The specificity of the HMGCR antibodies previously used might impact on these controversies, and herein we have applied a novel and extensively validated anti-HMGCR monoclonal antibody. Thus, this study aimed to explore and clarify the association between statin use, HMGCR expression based on a novel antibody, and breast cancer prognosis.

Results

Statin use, HMGCR expression, and patient- and tumor characteristics

By the end of follow-up time for identification of incident breast cancers by the 31st of December 2010, a total of 1,016 breast cancers were diagnosed. After subtraction of patients diagnosed with cancer in situ, bilateral or distant metastatic breast cancer, 910 patients with invasive breast cancer were identified (Fig. 1 (figure as presented in the doctoral thesis of Olöf Bjarnadottir20).
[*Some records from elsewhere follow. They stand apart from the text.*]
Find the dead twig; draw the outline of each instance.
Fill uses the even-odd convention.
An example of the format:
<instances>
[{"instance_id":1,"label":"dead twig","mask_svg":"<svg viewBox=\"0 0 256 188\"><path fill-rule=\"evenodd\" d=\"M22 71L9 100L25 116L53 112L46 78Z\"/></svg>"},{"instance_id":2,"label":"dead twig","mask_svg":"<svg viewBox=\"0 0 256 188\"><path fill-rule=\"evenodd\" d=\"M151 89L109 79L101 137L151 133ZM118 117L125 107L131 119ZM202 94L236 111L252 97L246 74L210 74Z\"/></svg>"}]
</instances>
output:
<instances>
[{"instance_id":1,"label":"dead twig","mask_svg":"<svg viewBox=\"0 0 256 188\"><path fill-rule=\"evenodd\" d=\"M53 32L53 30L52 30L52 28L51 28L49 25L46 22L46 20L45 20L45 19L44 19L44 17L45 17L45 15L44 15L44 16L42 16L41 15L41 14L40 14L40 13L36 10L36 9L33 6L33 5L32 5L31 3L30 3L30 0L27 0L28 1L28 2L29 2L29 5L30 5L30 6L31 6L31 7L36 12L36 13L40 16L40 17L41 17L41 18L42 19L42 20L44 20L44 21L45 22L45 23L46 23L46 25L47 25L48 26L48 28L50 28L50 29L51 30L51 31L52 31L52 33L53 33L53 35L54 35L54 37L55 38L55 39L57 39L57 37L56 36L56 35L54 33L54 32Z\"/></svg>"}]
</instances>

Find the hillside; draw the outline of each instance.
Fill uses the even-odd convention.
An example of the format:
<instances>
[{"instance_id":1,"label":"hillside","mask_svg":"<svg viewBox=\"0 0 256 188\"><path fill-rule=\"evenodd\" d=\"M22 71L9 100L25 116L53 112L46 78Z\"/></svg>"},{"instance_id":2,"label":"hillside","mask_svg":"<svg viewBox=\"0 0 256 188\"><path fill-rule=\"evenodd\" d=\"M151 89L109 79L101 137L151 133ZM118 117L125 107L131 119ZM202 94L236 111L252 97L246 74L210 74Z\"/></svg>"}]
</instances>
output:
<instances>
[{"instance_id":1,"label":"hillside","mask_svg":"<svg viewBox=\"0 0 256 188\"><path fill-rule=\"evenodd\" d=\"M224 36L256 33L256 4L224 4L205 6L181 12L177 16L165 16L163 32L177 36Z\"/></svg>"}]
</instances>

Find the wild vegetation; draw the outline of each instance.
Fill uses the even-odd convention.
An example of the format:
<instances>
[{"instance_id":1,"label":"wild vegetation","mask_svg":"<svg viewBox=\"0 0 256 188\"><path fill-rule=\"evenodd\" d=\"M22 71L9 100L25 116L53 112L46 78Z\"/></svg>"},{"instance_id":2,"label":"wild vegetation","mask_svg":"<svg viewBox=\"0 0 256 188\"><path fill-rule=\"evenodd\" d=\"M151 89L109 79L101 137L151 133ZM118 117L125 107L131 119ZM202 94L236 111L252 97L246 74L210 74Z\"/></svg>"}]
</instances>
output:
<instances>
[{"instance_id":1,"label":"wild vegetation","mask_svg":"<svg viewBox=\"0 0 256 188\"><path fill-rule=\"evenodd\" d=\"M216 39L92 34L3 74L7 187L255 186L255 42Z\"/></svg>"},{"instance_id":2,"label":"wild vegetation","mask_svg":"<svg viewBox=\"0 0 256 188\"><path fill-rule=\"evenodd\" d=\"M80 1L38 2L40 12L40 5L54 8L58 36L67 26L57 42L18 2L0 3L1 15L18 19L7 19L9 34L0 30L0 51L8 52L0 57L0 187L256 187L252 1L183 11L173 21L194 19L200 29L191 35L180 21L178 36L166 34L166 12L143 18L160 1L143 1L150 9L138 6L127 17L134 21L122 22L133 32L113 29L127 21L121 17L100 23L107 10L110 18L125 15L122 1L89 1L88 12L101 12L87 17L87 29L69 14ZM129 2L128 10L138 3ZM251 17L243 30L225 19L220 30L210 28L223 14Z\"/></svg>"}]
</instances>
In 192 cases, tumor tissue was not available. The TMAs were thus constructed of biopsies from 718 patients, of which 61 were not possible to evaluate for HMGCR expression due to either inferior staining quality or lack of tumor tissue in the TMA core. In the end, 657 samples were available for annotation of HMGCR expression; 119 (18%) showed no expression, 354 (54%) weak expression, 169 (26%) moderate and 15 (2%) strong (Fig. 1 (figure as presented in doctoral thesis of Olöf Bjarnadottir20), Fig. S1).

Figure 1
figure 1

Flow chart showing the study population in the Malmö Diet and Cancer study. Dotted lines display reason for missing patients. Figure re-used from thesis of Olöf Bjarnadottir20.
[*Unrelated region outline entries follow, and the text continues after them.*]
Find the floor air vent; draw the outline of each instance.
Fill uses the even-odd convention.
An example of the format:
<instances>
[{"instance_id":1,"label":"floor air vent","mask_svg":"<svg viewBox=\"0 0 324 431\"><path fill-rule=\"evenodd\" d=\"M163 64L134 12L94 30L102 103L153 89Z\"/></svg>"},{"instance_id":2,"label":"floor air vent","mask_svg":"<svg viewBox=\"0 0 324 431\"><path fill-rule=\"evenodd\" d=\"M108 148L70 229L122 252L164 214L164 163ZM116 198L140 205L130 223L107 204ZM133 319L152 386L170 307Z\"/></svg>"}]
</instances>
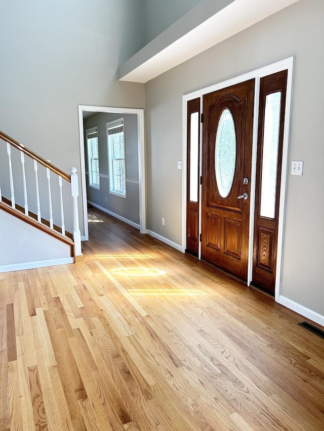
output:
<instances>
[{"instance_id":1,"label":"floor air vent","mask_svg":"<svg viewBox=\"0 0 324 431\"><path fill-rule=\"evenodd\" d=\"M307 322L301 322L300 323L298 323L298 324L299 326L305 328L305 329L307 329L308 331L310 331L311 332L313 332L313 333L318 335L318 337L321 337L321 338L324 338L324 331L322 329L320 329L319 328L317 328L316 326L314 326L314 325L308 323Z\"/></svg>"}]
</instances>

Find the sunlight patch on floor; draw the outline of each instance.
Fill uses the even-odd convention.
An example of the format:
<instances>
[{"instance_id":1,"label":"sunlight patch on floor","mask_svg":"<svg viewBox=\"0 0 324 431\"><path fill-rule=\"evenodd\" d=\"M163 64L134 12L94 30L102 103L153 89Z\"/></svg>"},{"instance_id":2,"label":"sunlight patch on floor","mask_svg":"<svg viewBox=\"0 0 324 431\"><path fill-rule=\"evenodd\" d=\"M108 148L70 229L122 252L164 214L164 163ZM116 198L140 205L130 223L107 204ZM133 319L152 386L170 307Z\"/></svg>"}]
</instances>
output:
<instances>
[{"instance_id":1,"label":"sunlight patch on floor","mask_svg":"<svg viewBox=\"0 0 324 431\"><path fill-rule=\"evenodd\" d=\"M205 292L198 289L128 289L134 296L204 296Z\"/></svg>"},{"instance_id":2,"label":"sunlight patch on floor","mask_svg":"<svg viewBox=\"0 0 324 431\"><path fill-rule=\"evenodd\" d=\"M133 277L155 277L167 273L165 271L155 268L116 268L109 270L115 275L131 275Z\"/></svg>"},{"instance_id":3,"label":"sunlight patch on floor","mask_svg":"<svg viewBox=\"0 0 324 431\"><path fill-rule=\"evenodd\" d=\"M149 255L121 254L121 255L95 255L98 259L151 259Z\"/></svg>"}]
</instances>

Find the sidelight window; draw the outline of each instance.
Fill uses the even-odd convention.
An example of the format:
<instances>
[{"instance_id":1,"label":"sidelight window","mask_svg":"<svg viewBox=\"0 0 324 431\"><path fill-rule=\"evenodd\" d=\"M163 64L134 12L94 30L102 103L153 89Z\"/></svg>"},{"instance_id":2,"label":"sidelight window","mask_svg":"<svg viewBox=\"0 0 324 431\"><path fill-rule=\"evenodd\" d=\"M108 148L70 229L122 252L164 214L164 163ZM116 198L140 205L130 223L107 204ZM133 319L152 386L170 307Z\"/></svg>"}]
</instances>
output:
<instances>
[{"instance_id":1,"label":"sidelight window","mask_svg":"<svg viewBox=\"0 0 324 431\"><path fill-rule=\"evenodd\" d=\"M275 213L281 95L277 91L265 100L260 215L269 218Z\"/></svg>"}]
</instances>

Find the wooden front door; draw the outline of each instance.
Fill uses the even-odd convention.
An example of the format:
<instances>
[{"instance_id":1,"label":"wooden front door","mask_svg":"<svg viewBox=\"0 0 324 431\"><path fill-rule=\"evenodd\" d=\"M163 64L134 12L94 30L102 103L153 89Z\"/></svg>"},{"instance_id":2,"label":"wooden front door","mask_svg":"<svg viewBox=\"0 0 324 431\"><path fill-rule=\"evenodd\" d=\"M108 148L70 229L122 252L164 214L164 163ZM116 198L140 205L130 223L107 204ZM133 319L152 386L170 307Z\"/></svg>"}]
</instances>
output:
<instances>
[{"instance_id":1,"label":"wooden front door","mask_svg":"<svg viewBox=\"0 0 324 431\"><path fill-rule=\"evenodd\" d=\"M201 258L246 281L254 86L252 79L204 97Z\"/></svg>"}]
</instances>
A total of 312 patients from the study population of 910 had been prescribed statins during the years 2005 through 2014. Hereof, 74 patients were prescribed statins before (pre-diagnostic statin) and 238 women after (post-diagnostic statin) the breast cancer diagnosis, whereas 598 women had not been prescribed statin. Table 1 shows patient and tumor characteristics according to statin use. The distributions in the four groups (pre-diagnostic statin, post-diagnostic statin, any statin and never statin) were similar regarding body mass index (BMI) at baseline, tumor size, lymph node, and ER status. Proportionally, more patients in the pre-diagnostic statin group were diagnosed with grade III tumors, high Ki67, and higher HMGCR expression compared to the post-diagnostic and never statin groups. In comparison to patients never receiving statins, the patients in any statin group had higher BMI at baseline, and their tumors were more often PR positive (P < 0.01 and P = 0.01, respectively).

Table 1 Patient and tumor characteristics according to statin use.
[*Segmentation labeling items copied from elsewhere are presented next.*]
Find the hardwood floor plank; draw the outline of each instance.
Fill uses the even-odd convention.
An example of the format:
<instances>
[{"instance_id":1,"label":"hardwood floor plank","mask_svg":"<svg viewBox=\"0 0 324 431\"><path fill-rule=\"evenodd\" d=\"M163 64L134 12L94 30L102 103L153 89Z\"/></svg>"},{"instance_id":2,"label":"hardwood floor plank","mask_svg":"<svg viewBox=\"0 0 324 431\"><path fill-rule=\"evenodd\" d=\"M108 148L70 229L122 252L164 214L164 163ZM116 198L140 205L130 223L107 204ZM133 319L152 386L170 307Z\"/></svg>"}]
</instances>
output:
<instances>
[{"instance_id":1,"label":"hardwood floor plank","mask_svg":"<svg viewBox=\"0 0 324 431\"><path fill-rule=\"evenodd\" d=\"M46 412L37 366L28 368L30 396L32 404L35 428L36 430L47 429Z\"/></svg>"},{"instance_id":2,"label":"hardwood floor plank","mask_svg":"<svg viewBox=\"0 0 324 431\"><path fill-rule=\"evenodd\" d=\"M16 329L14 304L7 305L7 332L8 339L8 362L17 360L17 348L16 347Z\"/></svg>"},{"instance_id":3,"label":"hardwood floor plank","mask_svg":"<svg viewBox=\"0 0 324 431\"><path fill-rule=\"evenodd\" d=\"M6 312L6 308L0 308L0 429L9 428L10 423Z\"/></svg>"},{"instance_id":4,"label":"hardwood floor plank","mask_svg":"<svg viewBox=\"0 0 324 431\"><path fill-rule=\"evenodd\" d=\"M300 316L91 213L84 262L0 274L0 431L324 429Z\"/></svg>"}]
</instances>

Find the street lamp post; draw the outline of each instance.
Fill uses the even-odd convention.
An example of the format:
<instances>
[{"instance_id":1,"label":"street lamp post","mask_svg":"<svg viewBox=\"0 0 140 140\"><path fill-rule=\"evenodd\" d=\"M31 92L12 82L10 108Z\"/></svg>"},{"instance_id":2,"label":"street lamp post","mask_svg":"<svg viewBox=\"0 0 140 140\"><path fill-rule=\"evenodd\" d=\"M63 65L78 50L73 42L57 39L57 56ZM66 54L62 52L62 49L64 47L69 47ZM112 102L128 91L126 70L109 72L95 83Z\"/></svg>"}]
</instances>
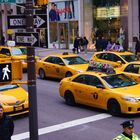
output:
<instances>
[{"instance_id":1,"label":"street lamp post","mask_svg":"<svg viewBox=\"0 0 140 140\"><path fill-rule=\"evenodd\" d=\"M34 32L33 1L32 0L26 0L25 14L26 14L26 31ZM28 74L28 93L29 93L30 140L38 140L35 50L32 45L27 47L27 74Z\"/></svg>"}]
</instances>

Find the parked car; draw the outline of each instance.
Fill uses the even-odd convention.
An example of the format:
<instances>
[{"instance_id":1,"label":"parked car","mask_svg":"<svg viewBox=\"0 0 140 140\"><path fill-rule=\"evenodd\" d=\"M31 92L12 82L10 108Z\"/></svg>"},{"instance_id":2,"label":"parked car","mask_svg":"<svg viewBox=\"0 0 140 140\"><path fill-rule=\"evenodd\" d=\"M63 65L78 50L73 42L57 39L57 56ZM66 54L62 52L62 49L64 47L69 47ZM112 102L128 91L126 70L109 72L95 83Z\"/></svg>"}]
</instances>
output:
<instances>
[{"instance_id":1,"label":"parked car","mask_svg":"<svg viewBox=\"0 0 140 140\"><path fill-rule=\"evenodd\" d=\"M18 84L0 86L0 103L11 116L28 113L28 93Z\"/></svg>"},{"instance_id":2,"label":"parked car","mask_svg":"<svg viewBox=\"0 0 140 140\"><path fill-rule=\"evenodd\" d=\"M130 62L121 68L116 68L115 71L122 72L140 83L140 61Z\"/></svg>"},{"instance_id":3,"label":"parked car","mask_svg":"<svg viewBox=\"0 0 140 140\"><path fill-rule=\"evenodd\" d=\"M59 95L76 103L107 110L112 115L140 113L140 84L125 74L82 72L61 80Z\"/></svg>"},{"instance_id":4,"label":"parked car","mask_svg":"<svg viewBox=\"0 0 140 140\"><path fill-rule=\"evenodd\" d=\"M133 62L137 60L135 54L131 52L113 52L113 51L103 51L96 52L90 59L91 61L104 62L111 64L113 67L121 67L124 64Z\"/></svg>"},{"instance_id":5,"label":"parked car","mask_svg":"<svg viewBox=\"0 0 140 140\"><path fill-rule=\"evenodd\" d=\"M86 71L89 63L76 54L55 54L42 58L37 62L36 70L41 79L45 77L69 77Z\"/></svg>"}]
</instances>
Table 2 shows the patient- and tumor characteristics according to HMGCR expression. The mean age at diagnosis was higher in patients with HMGCR moderate/strong tumors compared to the patients with HMGCR low or negative tumors. HMGCR moderate/strong tumors were associated with tumors with higher histological grade, high Ki67, and ER-negative tumors (P < 0.01, P < 0.01 and P < 0.01, respectively, Table 2).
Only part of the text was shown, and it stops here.